RV: Necklace, Ring, Crown etc. are present in gold as gold itself. Variious
configurations of pot are present in clay as clay itself. Like that all
attrbiutes are present in Brahman as Brahman itself. All colour are present
are present in white light as white light itself. As far as I remember,
Gaudapada's point is that clay and gold are equivalent analogies to
understand Brahman which is pure intelligence.

> It is precisely what is within the immutable, mAyaa, that all the adjuncts
> like sarvajnatva, sarveshvaratva, ananta-vibhUtimatva, etc. exist.  And in
> order to realize Brahman, the true nature whereof has to be shown only by
> separating the two - the mutable and immutable from Brahman.  That alone
> will result in showing the nirupadhika brahman.  As related to the
> immutable, however, Brahman is sopaadhika.
RV: As I mentioned earlier, in 15.15 Sankara clearly says that the
subsequent verses talk about unconditioned Brahman devoid of limiting
adjuncts. "Now then, the succeeding verses are begun with a view to
determining the real nature of that very Lord as the Unconditioned and
Absolute, by distinguishing Him from the limiting adjuncts, (viz) the
mutable and the immutable". In 15.17 he talks about omniscient lord "(And
He) is the avyayah, imperishable; isvarah, God, the Omniscient One called
Narayana, who is the Lord by nature". If Isvara is limited and conditioned,
then he cannot be the subject of this verse. If Isvara is not limited though
He is Ruler etc., then His upadhi is special.
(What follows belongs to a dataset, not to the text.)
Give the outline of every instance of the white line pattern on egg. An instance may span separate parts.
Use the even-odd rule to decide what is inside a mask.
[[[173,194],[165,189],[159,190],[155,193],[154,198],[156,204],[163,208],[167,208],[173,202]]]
> Vedanta does not hold Brahman and Ishwara as non-different.  Only someone
> who has studied the shastra under a competent acharya will know how to
> appreciate this.  Reading the vedanta by oneself from books is not the
> proper way to understand vedanta.

RV: I agree but if the teacher is not omniscient, how can he be inerrant? He
can only teach what he grasped from his traditional teachers according to
his intelligence. That is why I am not hyper-enthusiastic about traditional
teachers though I know that it has to be learnt from a jivan mukta if it has
to be go beyond academic knowledge. BTW, different schools within Advaita
give slightly varying definitions of Isvara in relation to Brahman. If
Isvara is not Brahman, then He is not paramartika satyam and has to be
mithya. I would like to quote a traditional scholar who posted on this forum
in response to my question in Volume 77 Issue 9 "Some say, ‘Isvara’ is
“Neither True nor False” and few others consider ‘Isvara’ as “vyAvahArika
satyaM” – for all those who call ‘Isvara’ as ‘Mithya’ in the name of Advaita
Vedanta, are akin to brAhmaNa-s who  would accrue ‘pratyavAya doSa’ for not
doing ‘nitya smArta karma’ for ‘janmani janmAntare vA’. SuresvarAcArya would
call them ‘mahA patita’. This is due to their ‘prauDha buddhi’."

> No one says Ishwara is limited;

RV: If Isvara is not limited by any upadhi, then He has to be Brahman. If
Maya is the upadhi of Isvara, then He is limited. Is it not?